I have enrolled this year to do a post-graduate course at university specialising in Child and Family Health. I just completed a three-day workshop at university and one topic that was discussed was feeding the baby. I was about 24 when I had my daughter.
Now from a personal point of view I was blessed and very lucky with the whole breastfeeding experience. My daughter was with a very strong suck reflex, and I had plenty of milk, so we both have had a very wonderful experience. I was also very confident and excited about breastfeeding my baby during my pregnancy, and had no doubts I could do it when he arrived.
We all know that ‘breast is best’ and there is all this push to encourage breastfeeding to all new mothers. But upon reflection it occurred to me how there are so many steps involved in breastfeeding, and so many chain of events that have to occur to ensure success. From what I have witnessed and experienced myself it has become obvious to me that breastfeeding really isn’t just about a boob, and a hungry baby. There are so many more elements to breastfeeding that in my opinion are sometimes missed and dismissed when teaching and supporting a mother.

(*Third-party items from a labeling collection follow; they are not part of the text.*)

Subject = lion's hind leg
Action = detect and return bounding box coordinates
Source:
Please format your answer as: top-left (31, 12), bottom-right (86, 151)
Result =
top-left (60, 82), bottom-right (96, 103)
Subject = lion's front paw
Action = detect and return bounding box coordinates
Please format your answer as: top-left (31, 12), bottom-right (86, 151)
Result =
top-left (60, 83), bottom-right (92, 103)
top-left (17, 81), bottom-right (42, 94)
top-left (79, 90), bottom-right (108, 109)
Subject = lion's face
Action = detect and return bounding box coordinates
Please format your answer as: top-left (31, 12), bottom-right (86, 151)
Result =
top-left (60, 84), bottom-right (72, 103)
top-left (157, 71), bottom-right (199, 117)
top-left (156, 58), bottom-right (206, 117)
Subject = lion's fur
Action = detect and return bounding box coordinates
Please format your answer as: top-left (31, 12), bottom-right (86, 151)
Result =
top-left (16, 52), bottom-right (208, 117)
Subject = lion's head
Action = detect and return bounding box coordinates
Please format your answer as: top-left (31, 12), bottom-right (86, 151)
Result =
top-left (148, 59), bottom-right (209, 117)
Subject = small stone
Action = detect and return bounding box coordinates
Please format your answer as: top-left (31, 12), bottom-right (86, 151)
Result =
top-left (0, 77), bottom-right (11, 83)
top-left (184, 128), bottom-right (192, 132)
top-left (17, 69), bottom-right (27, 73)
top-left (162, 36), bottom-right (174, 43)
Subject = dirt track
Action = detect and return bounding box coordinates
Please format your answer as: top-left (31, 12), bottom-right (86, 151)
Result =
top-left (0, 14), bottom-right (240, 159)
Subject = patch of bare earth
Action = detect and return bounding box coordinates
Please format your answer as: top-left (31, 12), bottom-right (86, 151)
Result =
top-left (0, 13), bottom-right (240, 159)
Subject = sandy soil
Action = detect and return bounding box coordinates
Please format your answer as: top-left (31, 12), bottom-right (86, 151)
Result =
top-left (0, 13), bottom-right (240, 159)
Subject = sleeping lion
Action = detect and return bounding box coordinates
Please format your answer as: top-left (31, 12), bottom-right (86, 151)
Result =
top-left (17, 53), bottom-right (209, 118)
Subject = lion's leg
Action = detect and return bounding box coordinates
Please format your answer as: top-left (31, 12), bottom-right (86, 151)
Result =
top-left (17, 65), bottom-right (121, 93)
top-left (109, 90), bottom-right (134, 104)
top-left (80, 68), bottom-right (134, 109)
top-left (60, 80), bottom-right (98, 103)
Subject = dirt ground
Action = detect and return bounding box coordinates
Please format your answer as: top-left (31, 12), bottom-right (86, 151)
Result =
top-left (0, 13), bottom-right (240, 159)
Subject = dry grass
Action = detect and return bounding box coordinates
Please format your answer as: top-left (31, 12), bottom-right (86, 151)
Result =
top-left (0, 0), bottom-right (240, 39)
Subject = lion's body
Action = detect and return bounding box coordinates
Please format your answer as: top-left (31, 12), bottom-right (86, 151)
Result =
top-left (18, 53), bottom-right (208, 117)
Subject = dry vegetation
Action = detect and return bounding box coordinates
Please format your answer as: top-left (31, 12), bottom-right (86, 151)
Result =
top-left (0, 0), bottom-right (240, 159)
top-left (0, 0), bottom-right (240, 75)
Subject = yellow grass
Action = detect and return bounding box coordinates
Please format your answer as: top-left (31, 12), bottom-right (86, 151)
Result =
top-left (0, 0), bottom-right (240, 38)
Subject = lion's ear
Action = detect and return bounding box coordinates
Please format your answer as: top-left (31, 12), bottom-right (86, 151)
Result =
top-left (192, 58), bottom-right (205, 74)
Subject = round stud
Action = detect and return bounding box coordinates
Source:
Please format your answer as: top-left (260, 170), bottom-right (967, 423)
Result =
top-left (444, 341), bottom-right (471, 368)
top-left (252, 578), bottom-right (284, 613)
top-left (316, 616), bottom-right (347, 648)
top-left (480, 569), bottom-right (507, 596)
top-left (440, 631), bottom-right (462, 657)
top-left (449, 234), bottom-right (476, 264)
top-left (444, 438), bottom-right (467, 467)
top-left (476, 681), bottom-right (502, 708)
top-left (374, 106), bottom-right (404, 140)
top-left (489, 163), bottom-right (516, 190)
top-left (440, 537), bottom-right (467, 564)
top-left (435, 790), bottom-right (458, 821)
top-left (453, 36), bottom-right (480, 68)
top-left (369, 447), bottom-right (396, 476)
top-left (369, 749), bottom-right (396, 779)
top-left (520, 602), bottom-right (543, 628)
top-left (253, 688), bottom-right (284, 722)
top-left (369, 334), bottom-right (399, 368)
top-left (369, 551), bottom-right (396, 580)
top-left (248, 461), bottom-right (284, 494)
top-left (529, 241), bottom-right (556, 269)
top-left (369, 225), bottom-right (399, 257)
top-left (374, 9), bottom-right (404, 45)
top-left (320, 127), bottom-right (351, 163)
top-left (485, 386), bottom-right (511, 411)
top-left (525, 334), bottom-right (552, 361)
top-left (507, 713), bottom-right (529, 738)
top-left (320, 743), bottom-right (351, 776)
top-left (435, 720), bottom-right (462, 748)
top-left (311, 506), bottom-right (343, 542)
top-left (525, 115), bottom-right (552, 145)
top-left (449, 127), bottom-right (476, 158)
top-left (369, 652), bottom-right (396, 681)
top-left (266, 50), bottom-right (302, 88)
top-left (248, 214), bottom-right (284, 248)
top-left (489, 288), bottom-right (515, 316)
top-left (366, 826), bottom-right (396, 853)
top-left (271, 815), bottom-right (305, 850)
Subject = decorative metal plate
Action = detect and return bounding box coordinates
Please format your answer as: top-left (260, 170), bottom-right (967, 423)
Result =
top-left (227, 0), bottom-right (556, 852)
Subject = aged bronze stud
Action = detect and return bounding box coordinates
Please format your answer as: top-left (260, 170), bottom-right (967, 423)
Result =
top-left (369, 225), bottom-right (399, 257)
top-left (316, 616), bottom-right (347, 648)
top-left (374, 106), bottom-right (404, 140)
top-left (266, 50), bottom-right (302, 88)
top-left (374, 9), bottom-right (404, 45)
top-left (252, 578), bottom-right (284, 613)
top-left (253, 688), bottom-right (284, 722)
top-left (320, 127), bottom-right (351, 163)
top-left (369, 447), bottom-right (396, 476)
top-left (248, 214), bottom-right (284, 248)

The power of the mind is enormous, and if you have a scared, sore, insecure, afraid, nervous, exhausted mother (to name a few things a mother can feel after having a baby) then how can we expect breastfeeding to come naturally and easily. I am a breastfeeding advocate, but how far do we push a mother to feed if she mentally is not in the right head space. Somehow there is this perception that mothers that formula feed are second class citizens, as though they have failed. I really have a problem with this. I feel that the emphasis and goal should be to help a mother bond with their baby and be encouraged to form a safe and secure relationship. If she has tried the breastfeeding but it is causing more grief than anything then a mother should not in any way feel she has failed if she decides to bottle feed their baby.
We know that breastfeeding helps the mother and baby bond, and we know breast milk is the premium, but let’s not forget all the other things that helps a mother bond with a baby. These would include a supportive family and partner, a confident and happy mother, good nutrition, sleep, time and patience, non-judgemental and supportive medical staff. The list goes on, but I guess the point I’m trying to make is that no mother should feel that breastfeeding is the deciding factor of what sort of mother she is going to be. I have had many thoughts of guilt, doubt and worry with things I have done with my daughter. As a mother you are constantly second guessing yourself and wondering deep down “will this harm my baby?”, but one thing I have never doubted is the love I feel for my kid. I have never doubted the fact that I know my baby better than anybody else, and I will not be made to feel otherwise by anyone. Learning to understand your baby takes time. And although I have breastfed my baby, I don’t believe it is that one action alone that has helped me bond with my baby.